Researchers have found that harsh punishment is linked to slower cognitive development and adversely affects academic achievement in children. These findings come from large longitudinal studies that control for a wide range of potential confounders.Intriguing results are now emerging from neuroimaging studies, which suggest that physical punishment may reduce the volume of the brain’s grey matter in areas associated with performance on the Wechsler Adult Intelligence Scales. Hence harsher the discipline experienced by a child the more aggressively the child behaves.But is it really possible to have a cooperative child without involving punishment of some sort?
The Future : Promoting Non-violent Parenting
I have discussed below some useful strategies which can prove more more beneficial for children than any kind of punishment.

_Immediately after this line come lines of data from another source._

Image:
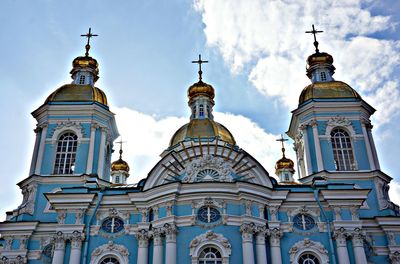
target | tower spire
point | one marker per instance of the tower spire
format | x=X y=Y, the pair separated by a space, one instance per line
x=282 y=139
x=199 y=61
x=88 y=36
x=315 y=32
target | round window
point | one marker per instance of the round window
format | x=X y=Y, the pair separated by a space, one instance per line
x=112 y=225
x=303 y=222
x=208 y=214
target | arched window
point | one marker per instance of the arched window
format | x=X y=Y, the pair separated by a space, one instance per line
x=210 y=255
x=308 y=258
x=109 y=260
x=66 y=152
x=342 y=150
x=323 y=76
x=201 y=111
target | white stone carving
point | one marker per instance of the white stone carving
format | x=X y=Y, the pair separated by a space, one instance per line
x=210 y=239
x=219 y=169
x=308 y=245
x=110 y=249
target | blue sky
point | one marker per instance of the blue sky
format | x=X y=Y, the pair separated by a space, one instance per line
x=256 y=51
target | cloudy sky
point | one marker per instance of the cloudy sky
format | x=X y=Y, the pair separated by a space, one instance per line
x=256 y=51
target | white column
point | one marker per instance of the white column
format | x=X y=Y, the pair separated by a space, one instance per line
x=170 y=243
x=260 y=246
x=143 y=244
x=306 y=150
x=158 y=254
x=275 y=244
x=35 y=150
x=59 y=249
x=247 y=231
x=358 y=247
x=368 y=145
x=317 y=144
x=76 y=247
x=89 y=164
x=100 y=166
x=42 y=143
x=340 y=236
x=372 y=143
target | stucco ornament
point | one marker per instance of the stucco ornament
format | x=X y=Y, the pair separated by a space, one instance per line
x=208 y=168
x=310 y=246
x=110 y=249
x=215 y=240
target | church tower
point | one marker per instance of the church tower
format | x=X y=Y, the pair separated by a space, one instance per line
x=74 y=134
x=331 y=126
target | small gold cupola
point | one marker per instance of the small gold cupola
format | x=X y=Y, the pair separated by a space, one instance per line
x=202 y=125
x=284 y=167
x=119 y=169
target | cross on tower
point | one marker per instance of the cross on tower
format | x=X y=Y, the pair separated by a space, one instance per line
x=315 y=32
x=120 y=147
x=88 y=36
x=283 y=147
x=200 y=62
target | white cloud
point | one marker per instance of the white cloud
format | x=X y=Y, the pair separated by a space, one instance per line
x=267 y=38
x=147 y=136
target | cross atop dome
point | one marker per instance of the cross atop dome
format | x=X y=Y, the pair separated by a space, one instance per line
x=315 y=32
x=199 y=61
x=88 y=35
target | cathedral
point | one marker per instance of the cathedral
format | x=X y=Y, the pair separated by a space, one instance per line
x=206 y=201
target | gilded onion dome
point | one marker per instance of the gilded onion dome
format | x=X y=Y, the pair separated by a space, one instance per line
x=85 y=73
x=202 y=125
x=320 y=70
x=120 y=164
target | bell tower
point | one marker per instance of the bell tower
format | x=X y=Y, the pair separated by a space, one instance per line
x=331 y=126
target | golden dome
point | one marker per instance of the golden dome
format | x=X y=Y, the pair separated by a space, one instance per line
x=200 y=88
x=77 y=93
x=327 y=90
x=120 y=165
x=284 y=163
x=87 y=63
x=202 y=128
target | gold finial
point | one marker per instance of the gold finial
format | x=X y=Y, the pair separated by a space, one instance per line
x=88 y=36
x=120 y=147
x=283 y=147
x=315 y=32
x=200 y=62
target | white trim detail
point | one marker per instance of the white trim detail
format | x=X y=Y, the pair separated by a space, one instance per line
x=308 y=245
x=110 y=249
x=210 y=239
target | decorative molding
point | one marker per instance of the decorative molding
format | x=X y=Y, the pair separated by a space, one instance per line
x=110 y=249
x=308 y=245
x=221 y=166
x=210 y=239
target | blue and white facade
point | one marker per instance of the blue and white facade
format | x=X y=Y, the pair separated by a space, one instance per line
x=206 y=200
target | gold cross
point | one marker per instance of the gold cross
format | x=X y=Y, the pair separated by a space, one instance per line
x=200 y=62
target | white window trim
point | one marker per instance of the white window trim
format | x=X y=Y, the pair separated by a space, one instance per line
x=310 y=246
x=110 y=249
x=210 y=239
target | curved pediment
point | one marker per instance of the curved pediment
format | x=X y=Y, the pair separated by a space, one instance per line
x=215 y=161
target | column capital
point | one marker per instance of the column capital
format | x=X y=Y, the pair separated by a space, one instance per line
x=340 y=235
x=143 y=237
x=59 y=241
x=358 y=237
x=275 y=235
x=76 y=239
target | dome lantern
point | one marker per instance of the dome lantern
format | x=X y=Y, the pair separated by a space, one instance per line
x=119 y=168
x=284 y=167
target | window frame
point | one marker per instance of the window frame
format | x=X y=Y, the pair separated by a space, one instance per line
x=62 y=157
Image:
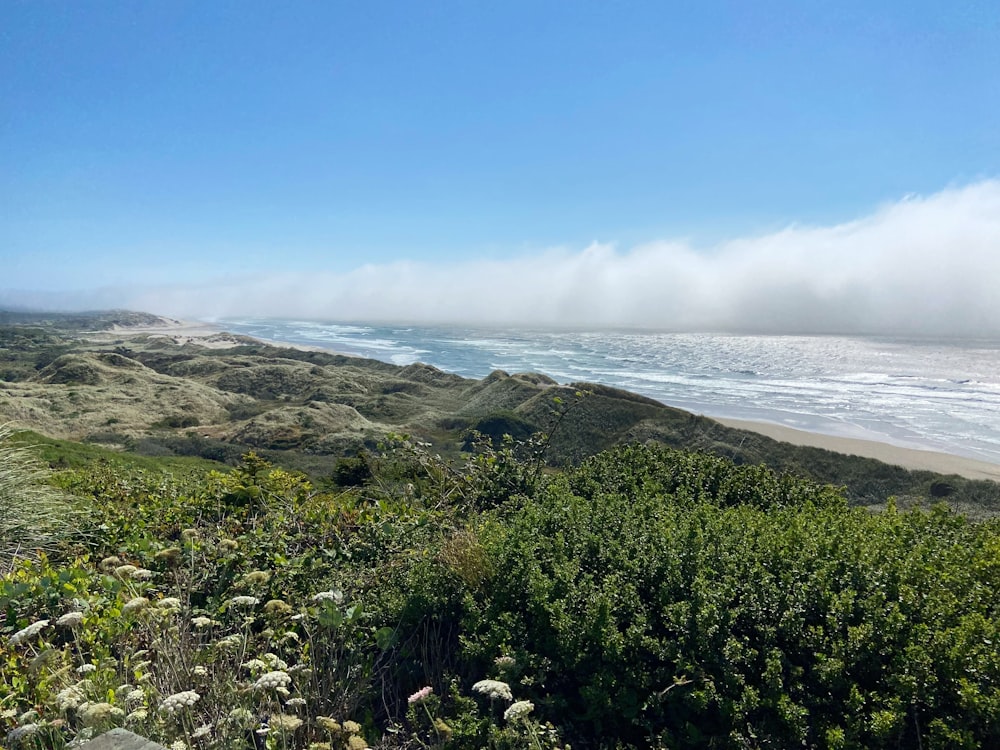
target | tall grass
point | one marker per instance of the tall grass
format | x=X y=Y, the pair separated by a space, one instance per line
x=33 y=513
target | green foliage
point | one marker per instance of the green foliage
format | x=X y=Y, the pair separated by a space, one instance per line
x=648 y=598
x=660 y=597
x=33 y=513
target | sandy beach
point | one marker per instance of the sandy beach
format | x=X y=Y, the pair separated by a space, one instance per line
x=909 y=458
x=211 y=336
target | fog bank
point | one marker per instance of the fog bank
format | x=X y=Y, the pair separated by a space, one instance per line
x=922 y=265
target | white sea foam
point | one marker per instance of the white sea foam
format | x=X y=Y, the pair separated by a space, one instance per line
x=934 y=394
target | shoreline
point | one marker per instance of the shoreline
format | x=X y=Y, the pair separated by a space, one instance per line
x=908 y=458
x=213 y=336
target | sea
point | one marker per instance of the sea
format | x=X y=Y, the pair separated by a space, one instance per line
x=930 y=394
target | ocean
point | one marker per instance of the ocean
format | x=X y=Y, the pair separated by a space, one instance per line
x=931 y=394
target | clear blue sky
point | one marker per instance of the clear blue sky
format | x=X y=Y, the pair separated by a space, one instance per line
x=140 y=142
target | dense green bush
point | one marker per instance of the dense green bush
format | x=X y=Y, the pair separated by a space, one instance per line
x=665 y=598
x=648 y=598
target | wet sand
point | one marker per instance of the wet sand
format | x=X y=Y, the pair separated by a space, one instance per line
x=909 y=458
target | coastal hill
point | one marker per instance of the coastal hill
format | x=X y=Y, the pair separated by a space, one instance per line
x=146 y=384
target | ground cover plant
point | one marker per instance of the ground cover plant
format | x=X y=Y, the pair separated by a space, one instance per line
x=648 y=598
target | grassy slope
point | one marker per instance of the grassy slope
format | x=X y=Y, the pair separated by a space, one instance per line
x=305 y=409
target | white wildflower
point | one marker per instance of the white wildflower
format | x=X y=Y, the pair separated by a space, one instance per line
x=203 y=731
x=421 y=694
x=135 y=603
x=494 y=689
x=333 y=595
x=285 y=722
x=274 y=662
x=518 y=710
x=255 y=665
x=230 y=642
x=242 y=601
x=70 y=620
x=241 y=715
x=69 y=698
x=174 y=703
x=26 y=634
x=97 y=713
x=272 y=680
x=20 y=733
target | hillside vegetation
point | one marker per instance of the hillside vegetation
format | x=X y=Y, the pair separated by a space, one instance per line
x=630 y=576
x=647 y=598
x=148 y=395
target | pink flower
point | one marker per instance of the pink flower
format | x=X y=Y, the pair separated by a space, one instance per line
x=421 y=694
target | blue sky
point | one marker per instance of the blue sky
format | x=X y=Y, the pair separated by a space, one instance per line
x=172 y=147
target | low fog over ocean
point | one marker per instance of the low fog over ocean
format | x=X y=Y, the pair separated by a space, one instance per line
x=922 y=265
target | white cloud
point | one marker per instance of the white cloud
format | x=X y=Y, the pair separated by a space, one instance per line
x=921 y=265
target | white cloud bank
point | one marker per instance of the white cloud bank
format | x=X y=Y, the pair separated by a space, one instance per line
x=923 y=265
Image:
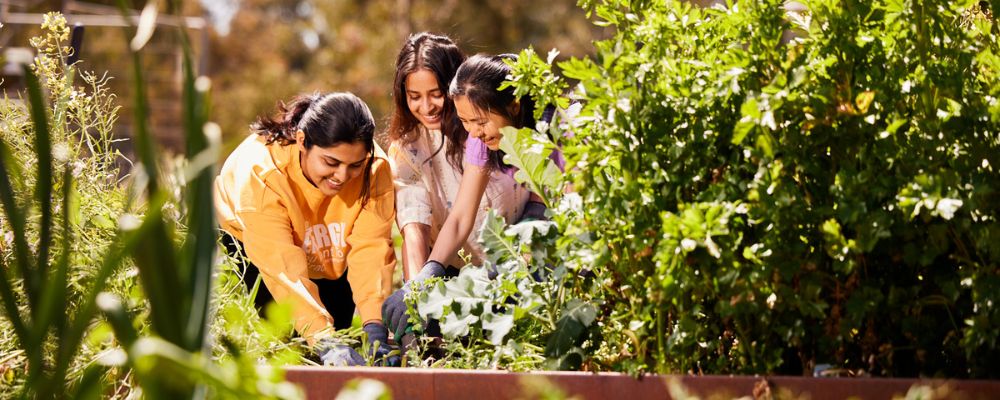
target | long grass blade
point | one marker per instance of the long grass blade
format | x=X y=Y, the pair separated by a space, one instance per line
x=199 y=250
x=14 y=218
x=156 y=259
x=91 y=386
x=43 y=190
x=54 y=297
x=43 y=185
x=115 y=313
x=145 y=147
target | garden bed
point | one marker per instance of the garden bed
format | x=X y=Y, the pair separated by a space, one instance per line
x=324 y=383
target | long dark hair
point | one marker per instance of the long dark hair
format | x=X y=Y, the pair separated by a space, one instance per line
x=326 y=119
x=478 y=79
x=440 y=55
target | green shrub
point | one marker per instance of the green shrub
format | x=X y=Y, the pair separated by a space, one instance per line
x=760 y=205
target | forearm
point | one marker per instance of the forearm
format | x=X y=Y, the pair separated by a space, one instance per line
x=416 y=248
x=453 y=234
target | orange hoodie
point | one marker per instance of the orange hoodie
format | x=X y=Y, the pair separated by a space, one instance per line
x=294 y=233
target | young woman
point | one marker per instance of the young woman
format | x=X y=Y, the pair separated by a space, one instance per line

1. Observe yourself: When you are tired ( as parents ) it is sometimes hard not to take this out on children, However it is is very important to be conscious in your interactions with them. Try to catch this before you lose your temper, scream and show inappropriate aggression in any form. However if you feel that your children are pushing your buttons, it could imply that they are triggering an emotion in you from your own childhood by behaving in a way that makes you feel just like you did when you were a child. You were forced to squash this feeling and have since then suppressed it and denied it; the probability is that you will now express this emotion in a way that will lead to negative impacts on your child. This would lead to your child feeling like you originally felt when your parents acted this way. If you feel this could be true of you, then you may need some counselling to decode your own emotional baggage and offload negativity.
2. Help children manage their emotions: By giving positive feedback and being empathetic we can communicate positively with our children – listen to them attentively, acknowledge their feelings and teach them to accept ALL their feelings, but to separate them from actions.For instance if you see one of your children is angry with the other, you could respond by saying ” I saw the angry look you gave your sister, can you tell your sister what you want with words?”.
It is important not to send the children away when they are experiencing an intense emotion.They need you as parents to accept them and love them whilst they are going through it. It is important for parents not to take anything personally whilst they are feeling this emotion.
3. Build Security: To help children build their own internal sense of security, we need to have cuddled them, loved them and been present and in contact with them at every stage of their development to enable them to feel secure enough to handle separation from us. To feel secure inside, children need to first feel secure in their world.
As they grow up, this sense of security is then internalised. How is this done? We first develop the knowledge that our parents love us no matter what. Over time this matures into a knowledge that we are basically ‘okay.’ We internalise our parents’ love and learn to love ourselves in a healthy way. In cases where the child grows up without feeling unconditionally loved by parents, he or she may seek out such love from others.
Children also need a big investment of time, love and care when they are anxious. Helping them feel better means acknowledging and accepting their feelings and not negating them, otherwise they will lose trust in you (parents). This teaches them to accept and acknowledge those feelings themselves and learn how to express their emotions appropriately.
4. Facilitating Autonomy: As children grow older, they are likely to explore and push boundaries. What they are looking for is a sense of autonomy and self-confidence.The way parents handle this is crucial for the child’s development.When children are not allowed to explore or are punished and smacked by parents for what is in reality, age appropriate behavior, they develop a sense of shame. Erik Erikson, a well-known psychologist, believed that is essential that parents give children a chance to seek for this “sense” and make it stronger than the feelings of shame and doubt. Then and only then, will children have the confidence to later pursue and shape their own ideas and plans. Encourage your child to think. Involve him by asking “how” and what” questions. When a child has a healthy sense of autonomy, he respects the boundaries set by the parents.He knows he is free to explore the safe world set up for him and will develop the sense of making healthy choices.